Reduced postprandial bone resorption and greater rise in GLP-1 in overweight and obese individuals after an α-glucosidase inhibitor: a double-blinded randomized crossover trial

• Published in: Osteoporosis international Vol. 32; no. 7; pp. 1379 - 1386
• Main Authors: Kreitman, A., Schneider, S. H., Hao, L., Schlussel, Y., Bello, N. T., Shapses, S. A.
• Format: Journal Article
• Language: English
• Published: London Springer London 01.07.2021; Springer Nature B.V
• Subjects: Body mass index; Body weight; Bone resorption; Bone turnover; Clinical trials; Collagen (type I); Endocrinology; Glucagon; Glucagon-like peptide 1; Medicine; Medicine & Public Health; Obesity; Original Article; Orthopedics; Osteocalcin; Overweight; Placebos; Rheumatology; α-Glucosidase; GLP-1; Bone turnover; Alpha-glucosidase inhibitor; Mixed meal tolerance test; Salacia
• ISSN: 0937-941X; 1433-2965
• DOI: 10.1007/s00198-020-05791-5

Summary When taken with a meal, α-glucosidase inhibitors (α-GI) reduce the rise in postprandial glucose and increase glucagon-like peptide-1 (GLP-1), and this may lower bone turnover. In this study, a salacinol-type α-GI increased GLP-1 and markedly reduced postprandial bone resorption compared to placebo, suggesting it could have implications for bone health. Introduction Animal and clinical trials indicate that α-glucosidase inhibitors attenuate postprandial glycemic indices and increase secretion of GLP-1. In addition, GLP-1 acts on bone by inhibiting resorption. The goal in this study was to determine if a salacinol α-GI alters postprandial bone turnover and can be explained by changes in serum GLP-1. Methods In this double-blind, placebo-controlled crossover study, healthy overweight/obese adults (body mass index 29.0 ± 3.8 kg/m 2 ; 21–59 years; n = 21) received a fixed breakfast and, in random order, were administered Salacia chinensis (SC; 500 mg) or placebo. A fasting blood sample was taken before and at regular intervals for 3 h after the meal. Serum was measured for bone turnover markers, C-terminal telopeptide of type I collagen (CTX) and osteocalcin, and for glycemic indices and gut peptides.
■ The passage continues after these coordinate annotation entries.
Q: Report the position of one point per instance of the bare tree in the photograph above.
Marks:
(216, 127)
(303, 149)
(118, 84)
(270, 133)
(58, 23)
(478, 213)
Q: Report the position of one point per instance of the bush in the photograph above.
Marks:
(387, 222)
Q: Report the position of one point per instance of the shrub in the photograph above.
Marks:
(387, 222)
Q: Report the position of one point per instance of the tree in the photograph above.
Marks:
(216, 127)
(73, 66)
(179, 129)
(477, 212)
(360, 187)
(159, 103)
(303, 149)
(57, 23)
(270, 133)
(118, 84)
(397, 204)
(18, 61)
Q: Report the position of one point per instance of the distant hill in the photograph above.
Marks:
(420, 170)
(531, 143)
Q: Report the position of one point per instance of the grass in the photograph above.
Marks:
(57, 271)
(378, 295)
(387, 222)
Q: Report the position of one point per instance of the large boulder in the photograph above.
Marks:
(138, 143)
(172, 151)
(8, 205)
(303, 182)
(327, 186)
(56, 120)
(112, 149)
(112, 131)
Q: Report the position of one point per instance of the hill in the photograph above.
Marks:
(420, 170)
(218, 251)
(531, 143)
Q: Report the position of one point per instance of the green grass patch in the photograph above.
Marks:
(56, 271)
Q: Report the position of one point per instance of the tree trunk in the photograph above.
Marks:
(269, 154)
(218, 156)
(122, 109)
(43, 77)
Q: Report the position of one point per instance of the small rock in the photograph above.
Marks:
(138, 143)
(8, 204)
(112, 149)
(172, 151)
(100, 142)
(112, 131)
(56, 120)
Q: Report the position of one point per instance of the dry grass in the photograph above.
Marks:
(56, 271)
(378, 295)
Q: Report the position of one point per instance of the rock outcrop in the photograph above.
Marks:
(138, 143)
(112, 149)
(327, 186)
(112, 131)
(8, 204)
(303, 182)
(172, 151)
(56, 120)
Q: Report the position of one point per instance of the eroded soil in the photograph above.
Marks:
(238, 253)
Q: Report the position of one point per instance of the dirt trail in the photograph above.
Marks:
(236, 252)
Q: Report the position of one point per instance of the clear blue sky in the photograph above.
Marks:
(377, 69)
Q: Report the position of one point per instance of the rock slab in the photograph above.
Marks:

Results Compared to placebo, SC attenuated the bone resorption marker, CTX, at 60, 90, and 120 min ( p < 0.05) after the meal, and decreased osteocalcin, at 180 min ( p < 0.05). As expected, SC attenuated the postprandial rise in glucose compared with placebo, whereas GLP-1 was increased at 60 min ( p < 0.05) with SC. Serum GLP-1 explained 41% of the variance for change in postprandial CTX ( p < 0.05). Conclusion This study indicates that attenuating postprandial glycemic indices, with an α-GI, markedly decreases postprandial bone resorption and can be explained by the rise in GLP-1. Future studies should determine whether longer term α-GI use benefits bone health.